Radiotherapy--the use of x-rays and other ionizing radiation to treat cancer--involves a deadly compromise. Bombarding a tumor with cell-killing beams inevitably affects healthy tissue in the tumor's vicinity.
Mary Helen Barcellos-Hoff, a biologist in LBL's Life Sciences Division, has taken an important step toward reducing complications in cancer patients after radiotherapy. She has shown that ionizing radiation, such as that used in cancer treatment, activates transforming growth factor-beta (TGFb), a cell-signal molecule known for its role in scarring.
Her study provides the strongest evidence yet that the molecule is the cause of radiogenic fibrosis, a hardening of tissue that is common following radiotherapy. "We think TGFb sows the seeds that determine whether or not irradiated tissue undergoes permanent dysfunction," Barcellos-Hoff said.
More importantly, the research suggests a new way of improving radiotherapy. Blocking TGFb activation could decrease side effects, and provide the basis for more aggressive radiotherapy and better tumor control.
Typically one-fifth of cancer patients receiving radiotherapy suffer some degree of fibrosis in the tissue surrounding a tumor. Fibrosis is the result of an overproduction of extracellular matrix (ECM), the fibrous network of molecules between cells that determines structure and regulates function of tissues. In fibrosis, tissues gradually lose their elasticity as ECM fills up the space between cells.
The dangers of fibrosis depend on where it occurs. In the breast, it can cause loss of mobility; in lungs, it can limit breathing and the ability to cough up infectious material; in the kidney it can restrict fluid flow and lead to infection.
Scientists believe that TGFb's link to fibrosis has to do with its regulating the production and remodeling of the ECM. One of TGFb's best understood roles in the body is coordinating the production of ECM to heal wounds. Fibrosis in some ways is like wound healing gone haywire, with TGFb converting healthy tissue to tough tissue similar to that seen in scars.

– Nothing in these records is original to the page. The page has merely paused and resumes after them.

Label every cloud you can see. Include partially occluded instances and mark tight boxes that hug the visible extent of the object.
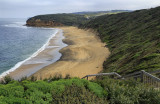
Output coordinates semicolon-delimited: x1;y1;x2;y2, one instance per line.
0;0;160;18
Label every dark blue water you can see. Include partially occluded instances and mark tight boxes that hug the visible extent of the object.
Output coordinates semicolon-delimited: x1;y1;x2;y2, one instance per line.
0;18;57;75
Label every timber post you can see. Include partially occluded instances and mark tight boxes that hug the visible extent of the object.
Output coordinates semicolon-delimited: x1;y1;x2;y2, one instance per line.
141;70;144;83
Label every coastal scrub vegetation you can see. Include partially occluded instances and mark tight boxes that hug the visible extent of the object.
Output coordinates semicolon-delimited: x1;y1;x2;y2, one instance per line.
80;6;160;75
0;77;107;104
27;14;88;26
0;76;159;104
95;77;160;104
73;10;131;19
26;10;130;27
8;6;160;104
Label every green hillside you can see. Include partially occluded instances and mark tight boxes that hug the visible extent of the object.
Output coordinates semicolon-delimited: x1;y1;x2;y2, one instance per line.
73;10;131;18
26;10;131;27
27;14;88;26
80;6;160;75
7;6;160;104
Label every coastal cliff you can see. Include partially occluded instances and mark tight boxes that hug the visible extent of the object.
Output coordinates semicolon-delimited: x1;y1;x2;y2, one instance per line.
1;6;160;104
26;14;88;27
26;18;63;27
26;11;130;27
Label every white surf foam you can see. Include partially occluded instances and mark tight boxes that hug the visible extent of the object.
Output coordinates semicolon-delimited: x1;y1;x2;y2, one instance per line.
2;21;29;29
3;24;28;29
0;29;59;79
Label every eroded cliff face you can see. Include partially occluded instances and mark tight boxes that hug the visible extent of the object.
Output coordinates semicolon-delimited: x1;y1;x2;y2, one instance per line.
26;18;64;27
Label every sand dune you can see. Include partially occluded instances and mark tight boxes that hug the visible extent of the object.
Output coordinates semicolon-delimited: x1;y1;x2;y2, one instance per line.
33;26;110;79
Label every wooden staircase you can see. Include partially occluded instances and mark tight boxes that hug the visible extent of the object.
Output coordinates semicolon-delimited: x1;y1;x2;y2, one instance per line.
82;70;160;89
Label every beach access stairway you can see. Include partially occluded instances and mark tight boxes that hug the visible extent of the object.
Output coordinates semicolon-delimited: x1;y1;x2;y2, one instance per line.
82;70;160;90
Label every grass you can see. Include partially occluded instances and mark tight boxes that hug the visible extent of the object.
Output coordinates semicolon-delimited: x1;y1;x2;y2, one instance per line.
80;6;160;75
1;6;160;104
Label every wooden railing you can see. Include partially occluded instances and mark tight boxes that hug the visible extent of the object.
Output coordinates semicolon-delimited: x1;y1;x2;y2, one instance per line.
82;70;160;89
141;70;160;88
82;72;122;80
123;70;160;89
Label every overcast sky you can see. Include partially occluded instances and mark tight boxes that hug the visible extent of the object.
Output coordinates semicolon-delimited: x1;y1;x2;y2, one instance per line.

However, finding how TGFb might trigger fibrosis has been a challenge. The stumbling block has been the two-faced nature of the molecule. Most growth factors and other cell signals, such as hormones, affect surrounding tissue immediately after release. In contrast, TGFb must be activated--it enters the surrounding tissue in a latent form, bound to a larger carrier molecule known as latency-associated peptide.

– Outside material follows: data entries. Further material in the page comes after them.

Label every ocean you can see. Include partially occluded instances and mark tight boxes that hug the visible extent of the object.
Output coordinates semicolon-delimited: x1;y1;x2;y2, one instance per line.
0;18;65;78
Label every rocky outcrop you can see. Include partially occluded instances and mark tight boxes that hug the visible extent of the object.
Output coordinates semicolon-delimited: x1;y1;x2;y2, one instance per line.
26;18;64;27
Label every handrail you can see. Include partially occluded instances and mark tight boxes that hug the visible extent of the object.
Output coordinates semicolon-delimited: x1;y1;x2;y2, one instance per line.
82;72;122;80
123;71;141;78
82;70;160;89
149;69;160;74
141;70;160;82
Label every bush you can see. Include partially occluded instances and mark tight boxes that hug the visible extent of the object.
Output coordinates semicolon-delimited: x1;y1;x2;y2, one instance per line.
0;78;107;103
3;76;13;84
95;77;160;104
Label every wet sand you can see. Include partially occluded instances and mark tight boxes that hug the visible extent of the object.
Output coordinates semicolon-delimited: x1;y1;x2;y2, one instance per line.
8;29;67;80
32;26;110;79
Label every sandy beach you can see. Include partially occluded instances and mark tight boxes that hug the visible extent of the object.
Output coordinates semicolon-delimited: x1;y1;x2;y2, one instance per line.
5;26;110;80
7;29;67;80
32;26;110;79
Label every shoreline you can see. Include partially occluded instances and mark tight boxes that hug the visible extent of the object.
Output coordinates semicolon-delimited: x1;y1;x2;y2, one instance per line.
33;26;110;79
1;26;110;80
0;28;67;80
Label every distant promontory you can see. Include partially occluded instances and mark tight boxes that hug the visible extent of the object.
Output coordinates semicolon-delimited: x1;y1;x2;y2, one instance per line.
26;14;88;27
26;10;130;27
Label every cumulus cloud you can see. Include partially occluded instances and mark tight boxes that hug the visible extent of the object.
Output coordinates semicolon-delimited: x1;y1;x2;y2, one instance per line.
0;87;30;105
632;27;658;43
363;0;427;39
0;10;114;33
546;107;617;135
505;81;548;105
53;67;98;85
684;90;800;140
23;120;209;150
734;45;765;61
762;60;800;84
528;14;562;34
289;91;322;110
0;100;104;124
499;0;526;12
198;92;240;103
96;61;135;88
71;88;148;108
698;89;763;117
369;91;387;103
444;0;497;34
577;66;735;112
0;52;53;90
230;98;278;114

Scientists have known for years that in order to have a biological effect on cells, TGFb somehow has to be released from the carrier peptide. Unfortunately, they have had no way to distinguish whether TGFb in tissue is latent or active, and thereby investigate what triggers activation. "All the biochemical methods to measure it actually caused activation," Barcellos-Hoff said.

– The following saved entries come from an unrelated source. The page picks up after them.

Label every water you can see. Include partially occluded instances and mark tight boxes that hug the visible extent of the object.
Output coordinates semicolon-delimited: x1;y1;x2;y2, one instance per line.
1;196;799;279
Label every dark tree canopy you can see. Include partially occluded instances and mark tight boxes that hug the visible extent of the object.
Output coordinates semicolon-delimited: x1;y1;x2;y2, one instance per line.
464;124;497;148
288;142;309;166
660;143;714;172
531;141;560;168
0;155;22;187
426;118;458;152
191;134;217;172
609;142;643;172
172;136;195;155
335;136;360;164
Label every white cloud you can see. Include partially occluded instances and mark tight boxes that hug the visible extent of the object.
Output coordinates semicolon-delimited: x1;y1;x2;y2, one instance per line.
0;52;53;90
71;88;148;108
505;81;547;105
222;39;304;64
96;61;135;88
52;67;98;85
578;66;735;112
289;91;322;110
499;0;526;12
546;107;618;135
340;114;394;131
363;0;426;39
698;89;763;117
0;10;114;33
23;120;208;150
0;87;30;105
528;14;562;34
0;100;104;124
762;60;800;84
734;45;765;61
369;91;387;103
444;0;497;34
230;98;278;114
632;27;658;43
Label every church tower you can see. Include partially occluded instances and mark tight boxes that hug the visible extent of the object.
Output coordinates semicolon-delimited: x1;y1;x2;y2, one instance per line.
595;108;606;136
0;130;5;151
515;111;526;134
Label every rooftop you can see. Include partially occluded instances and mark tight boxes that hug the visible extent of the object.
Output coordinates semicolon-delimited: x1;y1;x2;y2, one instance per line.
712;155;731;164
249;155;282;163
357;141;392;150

To look at the effect of radiation on TGFb activation, Barcellos-Hoff had to create a better test. First, she obtained genetically engineered cells, provided by collaborators at UCSF, that secreted either the latent or active form of the molecule. She was able to grow the cells as tumor tissue, then use the tissue to select for antibodies that would bind to one or the other form of TGFb.
By adding the antibodies to tissue, then using fluorescence to highlight the antibodies, Barcellos-Hoff could look at the distribution of the two types of TGFb. She used the test on mouse mammary tissue before and after therapy-level doses of radiation.
The tests showed that radiation had a dramatic effect on TGFb. Levels of the latent form, which were high in the tissue to begin with, dropped sharply within an hour of the treatment. Levels of the active form, which were nonexistent at first, increased. Active TGFb remained high for at least a week following radiation exposure.
Activation also varied with the amount of radiation--the higher the dose, the more TGFb was activated. Barcellos-Hoff found restructuring of the ECM following the treatments, suggesting that activated TGFb was already beginning to influence cells in the irradiated tissue.
Barcellos-Hoff is now examining how molecules such as antibodies could block the effects of TGFb prior to radiation treatment. She is also looking at ways by which radiation might trigger activation.
"I think a problem with TGFb research has been that people have had to lump apples with oranges--latent TGFb with active TGFb," Barcellos-Hoff said. "Being able to discriminate between the two types should clarify the role of TGFb."
In the long run, being able to pinpoint active versus latent TGFb should help scientists understand the sometimes contradictory results they have obtained in TGFb studies. Cancer research, for instance, indicates that TGFb can be both a positive and negative indicator of the disease.